Drake gave her a flat-lipped stare.
Cami’s lips twitched again, then she tossed her head back, dissolving into laughter that, strangely, had him dealing with the for
eign and wholly unwelcome sensation of wanting to laugh with her.
“You should see your face,” she hooted.
The glow under her thin white shirt shining a bit brighter than a minute ago, she aimed that big grin of hers directly at him and Drake froze, blinked, and dropped his gaze to her lips, disconcerted in a way that left him feeling more wobbly than his damn disease.
Slowly the smile faded from her lips as she blinked back at him, tension creeping in between them.
Without warning, that glow sent a shower of sparks flying. Cami yelped as she jumped up, beating at the scorched hole in her shirt that was only growing bigger. Moving with a sluggishness that pissed him off, Drake surged to his feet and, ignoring her squeak of protest, whipped her shirt off, stamping on it on the floor.
Then, his focus total, he stepped close, inspecting her skin for any hint of a burn.

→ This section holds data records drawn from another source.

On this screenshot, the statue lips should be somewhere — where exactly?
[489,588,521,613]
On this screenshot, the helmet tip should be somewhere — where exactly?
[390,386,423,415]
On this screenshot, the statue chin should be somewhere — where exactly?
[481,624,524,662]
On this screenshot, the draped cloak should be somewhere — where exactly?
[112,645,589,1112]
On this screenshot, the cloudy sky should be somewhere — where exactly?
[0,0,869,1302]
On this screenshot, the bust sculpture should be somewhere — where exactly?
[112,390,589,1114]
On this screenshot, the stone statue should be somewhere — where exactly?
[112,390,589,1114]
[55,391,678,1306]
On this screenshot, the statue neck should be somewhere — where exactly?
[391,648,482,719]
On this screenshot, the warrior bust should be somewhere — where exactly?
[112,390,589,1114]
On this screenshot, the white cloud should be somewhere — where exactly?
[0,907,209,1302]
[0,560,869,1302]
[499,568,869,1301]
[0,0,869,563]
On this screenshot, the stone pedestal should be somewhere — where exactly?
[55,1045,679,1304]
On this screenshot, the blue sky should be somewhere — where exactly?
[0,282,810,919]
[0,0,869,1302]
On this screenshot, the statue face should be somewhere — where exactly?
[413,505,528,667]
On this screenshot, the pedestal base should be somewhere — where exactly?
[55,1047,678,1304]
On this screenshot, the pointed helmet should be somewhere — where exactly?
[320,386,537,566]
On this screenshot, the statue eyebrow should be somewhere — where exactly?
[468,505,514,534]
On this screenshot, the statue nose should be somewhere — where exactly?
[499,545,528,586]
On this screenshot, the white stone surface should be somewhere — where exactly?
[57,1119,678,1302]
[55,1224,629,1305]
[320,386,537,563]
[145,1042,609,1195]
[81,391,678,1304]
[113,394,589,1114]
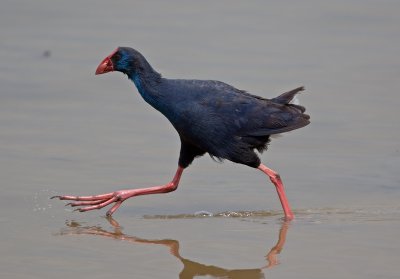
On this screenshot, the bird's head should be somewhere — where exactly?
[95,47,144,76]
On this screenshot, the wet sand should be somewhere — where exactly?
[0,0,400,279]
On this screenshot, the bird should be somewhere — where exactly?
[52,47,310,220]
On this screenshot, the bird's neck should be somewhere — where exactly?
[128,58,162,107]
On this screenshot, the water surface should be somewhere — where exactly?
[0,0,400,278]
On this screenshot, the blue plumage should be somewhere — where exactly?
[111,47,309,168]
[53,47,310,220]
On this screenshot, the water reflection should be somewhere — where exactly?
[60,217,290,279]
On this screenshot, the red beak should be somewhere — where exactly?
[95,48,118,75]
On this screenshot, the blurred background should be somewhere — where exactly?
[0,0,400,278]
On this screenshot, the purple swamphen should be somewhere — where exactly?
[53,47,310,219]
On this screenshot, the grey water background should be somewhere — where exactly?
[0,0,400,278]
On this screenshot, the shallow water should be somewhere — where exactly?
[0,0,400,278]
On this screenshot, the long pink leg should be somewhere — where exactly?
[52,166,184,216]
[258,164,294,220]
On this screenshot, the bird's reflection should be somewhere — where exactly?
[60,217,290,279]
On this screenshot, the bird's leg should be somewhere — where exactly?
[52,166,184,216]
[258,164,294,220]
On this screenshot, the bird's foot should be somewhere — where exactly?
[51,190,135,216]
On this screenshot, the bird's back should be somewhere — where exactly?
[152,79,309,165]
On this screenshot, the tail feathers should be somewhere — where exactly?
[271,86,304,105]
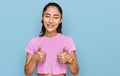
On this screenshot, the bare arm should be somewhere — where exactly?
[24,53,37,76]
[68,51,79,76]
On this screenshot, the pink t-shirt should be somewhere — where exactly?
[25,33,76,74]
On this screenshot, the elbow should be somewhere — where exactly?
[71,71,79,76]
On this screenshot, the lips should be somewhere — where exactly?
[47,24,54,28]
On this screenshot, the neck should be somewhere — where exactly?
[45,31,57,37]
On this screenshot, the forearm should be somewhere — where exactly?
[68,60,79,76]
[25,57,37,76]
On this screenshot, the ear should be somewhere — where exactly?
[60,19,62,23]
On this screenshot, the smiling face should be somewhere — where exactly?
[42,6,62,32]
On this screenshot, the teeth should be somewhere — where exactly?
[48,24,53,28]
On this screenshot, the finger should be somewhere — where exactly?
[63,47,67,53]
[38,47,41,52]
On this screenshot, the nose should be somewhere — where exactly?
[49,17,53,23]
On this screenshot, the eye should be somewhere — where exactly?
[54,17,59,19]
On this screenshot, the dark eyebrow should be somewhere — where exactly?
[45,13,50,15]
[45,13,60,16]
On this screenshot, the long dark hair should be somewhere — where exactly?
[39,2,63,36]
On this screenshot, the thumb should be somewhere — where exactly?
[63,47,67,53]
[37,47,41,52]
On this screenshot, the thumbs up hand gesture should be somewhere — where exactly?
[57,47,68,64]
[35,47,46,62]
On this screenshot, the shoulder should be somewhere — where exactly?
[62,34,73,41]
[30,36,43,43]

It was unlikely a dragon could hurt herself with fire, but he had to check. With clinical detachment, he checked the area of skin in question. A small whimper from Cami had him raising his head.
Then he stilled, fingertips against the warm skin over her clavicle. Need, raw and pure and irresistible, stared back at him from eyes gone dark, consumed by her pupils.
Nothing could have stopped him from lowering his head, especially when she met him halfway, already open and willing. In a fury of kisses, their heavy breathing filled the quiet space and they did their damnedest to consume each other.
A wanting he’d never before experienced reached down inside him and twisted his insides into knots, and the only thing that could assuage the need was Cami. Her taste, her warm, smooth skin under his hands, her body pressed against his.
Her smile tugging at his soul.
Drake pushed that thought away, preferring the onslaught of desire to irrational sentiment. Need he could handle. That was all he could have of her.
Driven hard by the sounds she was making, Drake pressed kisses across her jaw and down her neck, satisfaction at the way she shivered under his touch thrumming through him. He lingered around the fire at the center of her chest, the warmth more stark there, closer to the surface.